By Irene Gaitirira
Published April 14, 2016
United Nations Organisation (UN) is yet to acknowledge new sex abuse cases by its peacekepers in Central Africa a week after receiving information on 41 new cases from its own United Nations peacekeeping mission in the Central African Republic (MINUSCA).
AIDS-Free World, an advocacy organisation that says it seeks to “end impunity for sexual exploitation and abuse by UN peacekeeping personnel” through its Code Blue campaign, reads “the culture of suppression of information” in UN’s action.
In a media statement released on April 13, 2016, AIDS-Free World laments that UN headquarters learned on April 7, 2016 about 41 new allegations of peacekeeper sexual abuse of women and girls”; yet the inter-governmental organisation has consistently evaded the issue in its press briefing over the past eight days.
The information to UN headquarters, AIDS-Free World says, was sent during the visit to Central Africa Republic of UN Special Coordinator Jane Holl Lute. It questions why a video in which Lute discusses ‘top priorities’ on April 8, 2016 doesn’t say anything about the new cases; yet “Ms Lute had the information of these 41 new cases when the video was made. Where is the transparency?
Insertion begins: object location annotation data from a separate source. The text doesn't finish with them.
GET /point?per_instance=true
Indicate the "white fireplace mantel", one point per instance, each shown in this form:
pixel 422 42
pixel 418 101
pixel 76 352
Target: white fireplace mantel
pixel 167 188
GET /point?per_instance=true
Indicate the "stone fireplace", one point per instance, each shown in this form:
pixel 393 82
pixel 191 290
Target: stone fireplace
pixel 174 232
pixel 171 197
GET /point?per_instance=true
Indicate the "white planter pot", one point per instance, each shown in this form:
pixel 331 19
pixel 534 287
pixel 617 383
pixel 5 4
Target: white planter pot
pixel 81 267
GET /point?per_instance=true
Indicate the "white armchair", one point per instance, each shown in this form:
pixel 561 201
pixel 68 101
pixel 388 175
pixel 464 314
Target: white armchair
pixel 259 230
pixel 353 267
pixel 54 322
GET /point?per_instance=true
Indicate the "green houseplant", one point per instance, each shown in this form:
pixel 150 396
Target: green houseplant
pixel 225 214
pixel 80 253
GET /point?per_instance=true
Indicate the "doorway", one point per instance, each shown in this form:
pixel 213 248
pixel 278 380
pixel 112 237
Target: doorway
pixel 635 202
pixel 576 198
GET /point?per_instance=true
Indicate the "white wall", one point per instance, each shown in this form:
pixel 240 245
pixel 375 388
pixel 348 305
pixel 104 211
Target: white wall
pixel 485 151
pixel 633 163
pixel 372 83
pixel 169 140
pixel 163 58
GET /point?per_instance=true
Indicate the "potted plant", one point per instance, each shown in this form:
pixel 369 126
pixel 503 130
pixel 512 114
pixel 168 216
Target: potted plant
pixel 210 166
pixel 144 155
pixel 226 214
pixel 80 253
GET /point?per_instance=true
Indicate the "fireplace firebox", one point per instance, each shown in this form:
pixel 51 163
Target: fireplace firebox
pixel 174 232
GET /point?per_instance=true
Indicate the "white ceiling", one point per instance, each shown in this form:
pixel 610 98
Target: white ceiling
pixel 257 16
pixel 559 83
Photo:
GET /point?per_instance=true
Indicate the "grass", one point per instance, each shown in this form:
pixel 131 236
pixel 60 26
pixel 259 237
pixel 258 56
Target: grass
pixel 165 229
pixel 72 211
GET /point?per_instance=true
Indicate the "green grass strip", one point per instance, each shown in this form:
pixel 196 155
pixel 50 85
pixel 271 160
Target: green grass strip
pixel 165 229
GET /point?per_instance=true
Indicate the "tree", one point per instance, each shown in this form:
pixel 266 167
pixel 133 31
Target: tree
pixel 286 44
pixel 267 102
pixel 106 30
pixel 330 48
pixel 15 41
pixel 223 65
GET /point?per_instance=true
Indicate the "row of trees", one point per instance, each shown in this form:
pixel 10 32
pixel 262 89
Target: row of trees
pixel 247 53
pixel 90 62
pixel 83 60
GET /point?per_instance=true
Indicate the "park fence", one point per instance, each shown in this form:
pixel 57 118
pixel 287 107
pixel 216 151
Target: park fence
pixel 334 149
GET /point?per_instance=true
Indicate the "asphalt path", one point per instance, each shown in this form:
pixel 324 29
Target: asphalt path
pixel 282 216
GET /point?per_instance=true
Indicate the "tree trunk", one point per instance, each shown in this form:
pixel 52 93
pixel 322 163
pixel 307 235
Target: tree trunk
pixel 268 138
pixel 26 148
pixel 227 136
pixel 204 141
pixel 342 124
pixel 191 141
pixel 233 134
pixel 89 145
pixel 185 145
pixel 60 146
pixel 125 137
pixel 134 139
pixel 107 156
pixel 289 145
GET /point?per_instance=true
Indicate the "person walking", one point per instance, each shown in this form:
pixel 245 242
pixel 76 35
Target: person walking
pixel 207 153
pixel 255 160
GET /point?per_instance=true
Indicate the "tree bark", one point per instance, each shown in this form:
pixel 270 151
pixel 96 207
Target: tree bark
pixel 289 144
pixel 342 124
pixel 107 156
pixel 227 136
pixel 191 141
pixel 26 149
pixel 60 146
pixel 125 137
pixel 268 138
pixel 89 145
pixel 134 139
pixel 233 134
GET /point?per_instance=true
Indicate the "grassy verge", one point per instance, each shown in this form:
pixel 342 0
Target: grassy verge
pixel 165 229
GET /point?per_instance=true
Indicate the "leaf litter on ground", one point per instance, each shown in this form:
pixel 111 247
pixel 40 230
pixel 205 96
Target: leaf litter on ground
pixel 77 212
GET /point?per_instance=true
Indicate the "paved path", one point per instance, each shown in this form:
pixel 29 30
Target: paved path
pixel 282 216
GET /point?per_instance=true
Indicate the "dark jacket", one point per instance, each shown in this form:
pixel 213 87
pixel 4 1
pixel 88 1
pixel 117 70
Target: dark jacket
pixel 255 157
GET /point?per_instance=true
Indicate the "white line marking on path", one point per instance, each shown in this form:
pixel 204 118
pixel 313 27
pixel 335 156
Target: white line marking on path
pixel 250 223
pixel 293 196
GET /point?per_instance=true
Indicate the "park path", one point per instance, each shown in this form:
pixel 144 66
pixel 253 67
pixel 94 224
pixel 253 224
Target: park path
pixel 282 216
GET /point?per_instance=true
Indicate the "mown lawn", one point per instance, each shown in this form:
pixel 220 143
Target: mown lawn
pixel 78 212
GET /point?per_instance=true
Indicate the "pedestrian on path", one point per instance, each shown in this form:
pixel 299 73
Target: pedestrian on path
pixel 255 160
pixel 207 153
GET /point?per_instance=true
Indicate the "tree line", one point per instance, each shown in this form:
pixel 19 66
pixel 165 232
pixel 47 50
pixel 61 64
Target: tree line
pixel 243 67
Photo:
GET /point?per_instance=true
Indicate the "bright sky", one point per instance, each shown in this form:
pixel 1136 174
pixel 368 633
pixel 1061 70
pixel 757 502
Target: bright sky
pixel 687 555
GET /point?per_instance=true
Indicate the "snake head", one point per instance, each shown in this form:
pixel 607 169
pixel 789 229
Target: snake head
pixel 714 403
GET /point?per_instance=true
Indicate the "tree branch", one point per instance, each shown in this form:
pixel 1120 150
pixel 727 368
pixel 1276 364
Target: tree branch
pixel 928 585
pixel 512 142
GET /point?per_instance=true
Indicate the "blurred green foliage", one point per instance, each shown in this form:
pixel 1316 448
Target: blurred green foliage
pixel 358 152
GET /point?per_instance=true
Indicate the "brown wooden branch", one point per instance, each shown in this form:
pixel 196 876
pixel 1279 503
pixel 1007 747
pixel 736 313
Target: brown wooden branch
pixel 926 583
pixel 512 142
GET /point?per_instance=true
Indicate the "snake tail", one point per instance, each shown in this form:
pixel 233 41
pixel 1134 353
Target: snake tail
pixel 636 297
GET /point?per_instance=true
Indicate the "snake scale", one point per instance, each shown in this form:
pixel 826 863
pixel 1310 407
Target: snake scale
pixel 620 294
It’s quite a commentary on the way in which the UN works when the coordinator becomes the lead dissembler.”
At the daily press briefing on April 7, AIDS-Free World says, “Deputy Spokesman Farhan Haq told journalists who requested further details regarding over 100 reports of sexual abuse in CAR disclosed by Code Blue on March 30, 2016” that “I don’t have any update for you today, but as we get more information from our peacekeeping and field support counterparts, we’ll certainly relay those on to you.”
On April 11, Spokesman Stéphane Dujarric said “We hope to share more details with you as soon as we can.”
Terming the statements of Lute, Haq and Dujarric’s as ‘deeply disappointing’ and as ‘exercises in evasion’ AIDS-Free World says “It’s clear that the culture of suppression of information is still alive and well at UN headquarters.”
AIDS-Free World says the cable sent to UN headquarters on April 7 stated, among other things, that all the alleged victims were women and girls; that food, including rations, and money was exchanged for sex, often with promises of marriage; and that numerous allegations of rapes – when victims went to collect water or when they approached international forces to sell fruit (a pattern of raping closely reminiscent of Darfur).
“With every new piece of sordid information it becomes clear that the UN itself is clearly unable to handle sexual exploitation and abuse in peacekeeping operations. There is no plan, and there is absolutely no leadership. We are persuaded that the only answer is to take management of sexual exploitation and abuse reports out of the hands of the United Nations Secretariat entirely, and place it in the hands of an external, expert oversight panel, chosen from and responsible to the Member States. When the panel, over the course of two to three years, working in real time, has cleaned up the morass of sexual exploitation and abuse, in every particular, then and only then can the responsibility be returned to the UN,” AIDS-Free World says.